During lunchtime discussion today, I found out one of my friends/coworkers has had hiccups in the past for something on the order of 24 hours (I can’t remember if it was more). On top of that, it’s actually happened to him more than once– unbelievable! (There are often days when we discover fascinating things about him, despite his mild-mannered exterior).

After reading about hiccups in Wikipedia, I probably know more than I should ever know about hiccups, but here are a few interesting tidbits:

  • In 1988, Francis Fesmire of the University of Tennessee College of Medicine published his research on “Termination of intractable hiccups with digital rectal massage.” In 2006, he was one of the recipients of the Ig Nobel for medicine for his research. Aside from being “research that makes people laugh and then think,” as the Ig Nobel folks say, the additional interesting thing about this is that there’s an episode of House where a patient who claims to be suffering from hiccups, after being told they will go away on their own, requests a specific treatment/cure that he read about, one that some guy one a prize for. Later, House throws the patient’s file on the counter, telling the nurse to make a note about “drug-seeking behavior.” Dr. Cuddy asks, “Morphine?” House answers, “No, anal-digital stimulation.”
  • As recounted by my friend during our hiccups discussion, Charles Osborne, after slaughtering or weighing a hog (I’ve found conflicting reports on what he was actually doing, but it definitely involved a hog), suffered from hiccups continuously for 68 years, from 1922 to 1990. (He obviously holds the Guinness World Record for “Longest Attack of Hiccups.”) Contrary to what we thought earlier– that he had hiccups all the way until his death– his hiccups actually mysteriously disappeared on their own in 1990, a year before he passed away. Nevertheless, he still managed to live to the ripe old age of 97, marrying at least more than once and fathering several children.

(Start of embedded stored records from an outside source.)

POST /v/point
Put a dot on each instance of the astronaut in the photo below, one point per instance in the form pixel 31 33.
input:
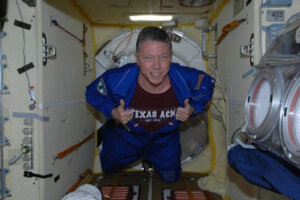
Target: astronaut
pixel 148 99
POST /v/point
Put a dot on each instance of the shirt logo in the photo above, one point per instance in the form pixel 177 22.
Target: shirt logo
pixel 101 87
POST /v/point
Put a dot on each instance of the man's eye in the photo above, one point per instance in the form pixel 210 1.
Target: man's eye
pixel 164 57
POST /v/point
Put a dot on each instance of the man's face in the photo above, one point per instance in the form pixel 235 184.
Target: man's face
pixel 154 60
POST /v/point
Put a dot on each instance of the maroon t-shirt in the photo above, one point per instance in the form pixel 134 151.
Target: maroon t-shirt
pixel 153 111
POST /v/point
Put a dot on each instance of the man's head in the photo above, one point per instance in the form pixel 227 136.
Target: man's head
pixel 152 33
pixel 153 56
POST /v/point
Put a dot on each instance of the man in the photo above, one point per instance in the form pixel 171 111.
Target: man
pixel 148 99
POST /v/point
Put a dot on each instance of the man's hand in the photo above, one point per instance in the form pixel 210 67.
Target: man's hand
pixel 182 114
pixel 121 115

Check out this interview of a girl who had hiccups for five weeks (the video shows her after about three weeks in):

28 on 28 and life at the ER

2 IVs while at the Stanford Hospital ER
2 IVs while at the Stanford Hospital ER
Originally uploaded by sindy

Thanks to everyone who wished me a happy birthday on Friday, including my co-workers who called me during my usual work-at-home-Friday to sing “Happy Birthday.” I turned 28 on the 28th!

Unfortunately, I spent Friday evening, into the wee hours, at the ER and then most of the afternoon and into the late evening on Saturday again at the ER. No, it wasn’t a “drinking related emergency” or any such fun– I had been suffering through five days of an excruciating headache and eventually ended up in the ER. The photo here shows the TWO IVs I ended up having put in on Saturday after they failed THREE times to get an IV in, finally got one in (the one in my hand) and then realized they needed to put a larger needle in higher for the contrast scan.

In any case, a total of fourteen hours later, I’m sick of the ER, but finally pain free and everything looks okay. (If you’re going to the ER and you have the chance, bring a book– you’re going to be waiting.) Thanks to the ER staff who, although they couldn’t get my scans to happen faster (who am I to trump a trauma?), were very nice and took care of me well.